Over time where I live and work the electric had been a little iffy, the occasional trip out but nothing too serious. I had as a matter of course implemented a number of UPS’s and hand configured NUT to deal with these little outages but more was to come.
One morning I awoke to a calmness, this can’t be bad I though, but there was a down side. The entire electric had failed and this time there was no just flipping it back on and going about my business no no. This time it was serious. It turned out that we could no longer make any sockets in the house live; the RCD refusing to enact our expectation. An investigation was in order:-
Most people who have dealings with computers have had mouse problems at one time or another, these days the problems tend not to be physical but electrical; given the prevalence of optical mice. And this was what my mouse problem turned out to be:-
The mouse problem diagnosed; definitely electrical and behind a drywall at the back of a cupboard. Inconvenience in carnate.

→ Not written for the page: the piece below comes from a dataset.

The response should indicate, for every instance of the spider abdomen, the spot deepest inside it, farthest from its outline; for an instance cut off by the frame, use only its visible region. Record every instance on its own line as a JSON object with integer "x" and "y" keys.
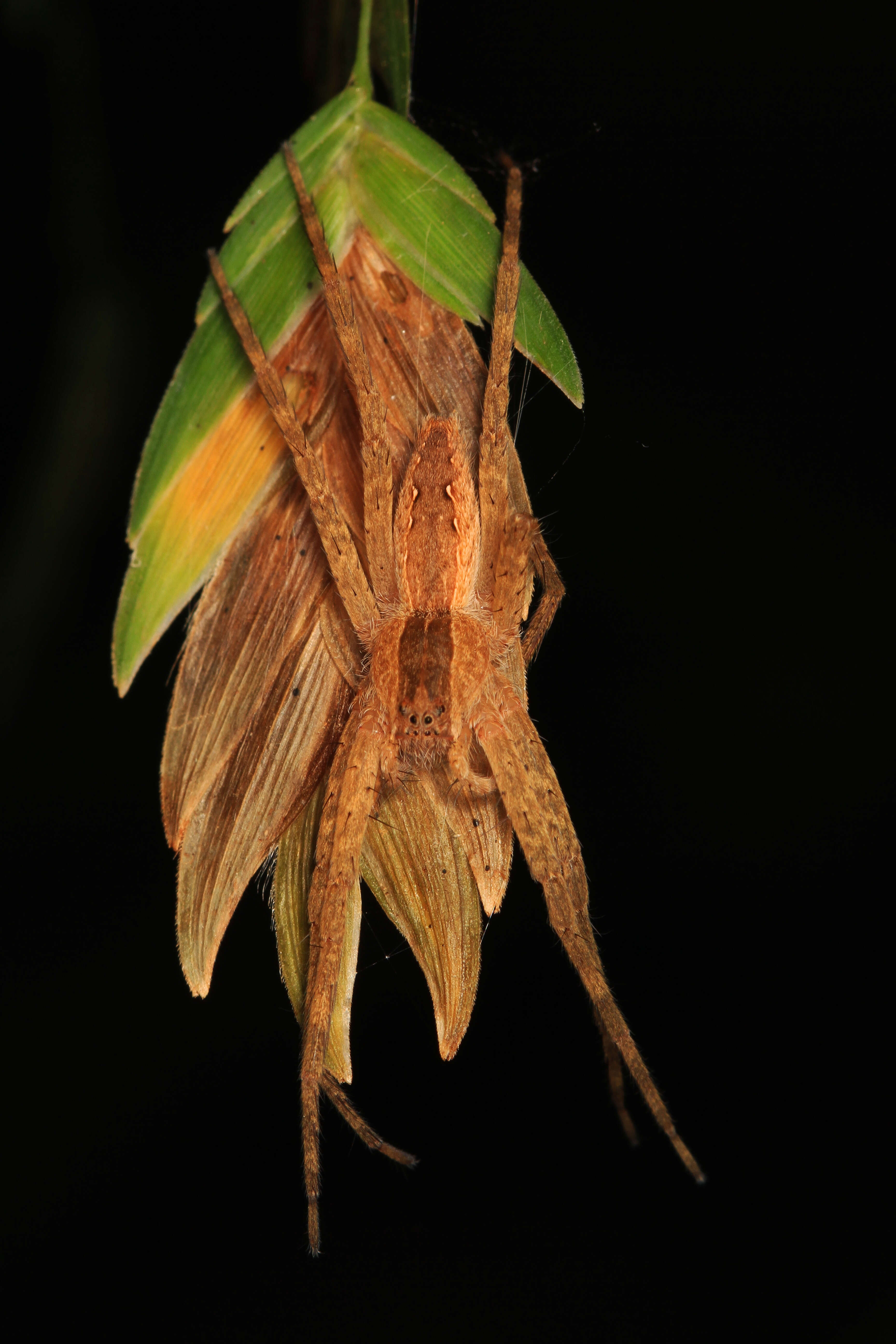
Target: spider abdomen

So without ripping apart my whole (rented) Soho I can only assume that other as yet undiscovered gems such as the above are lying in wait. What's behind your walls?
After many hours of diagnostics and much frustration I had found at least one reason for our previously flaky and now critical electric situation. Needless to say my NUT interest grew and I began as a matter of course to make all systems aware of their pending doom; or at least when it might be a good idea to shut down. NUT, due to it’s network nature, is a perfect fit.
To cut a long story short I ended up submitting (on my 47th Birthday) my first non trivial pull request to rockstor-core. A fortnight of advice reviews and tweaks later and Rockstor now has graphical NUT configuration (in beta). I for one am chuffed. And yes wouldn't it be great to have a shiny UPS data page or a fancy additional widget on Rockstor's dashboard but until that time, successive approximation and development in the open and all, I offer up some “desktop” shiny.
Given no fancy technology is complete without fancy telemetry; I present walNUT:-
What are these things but what we make them.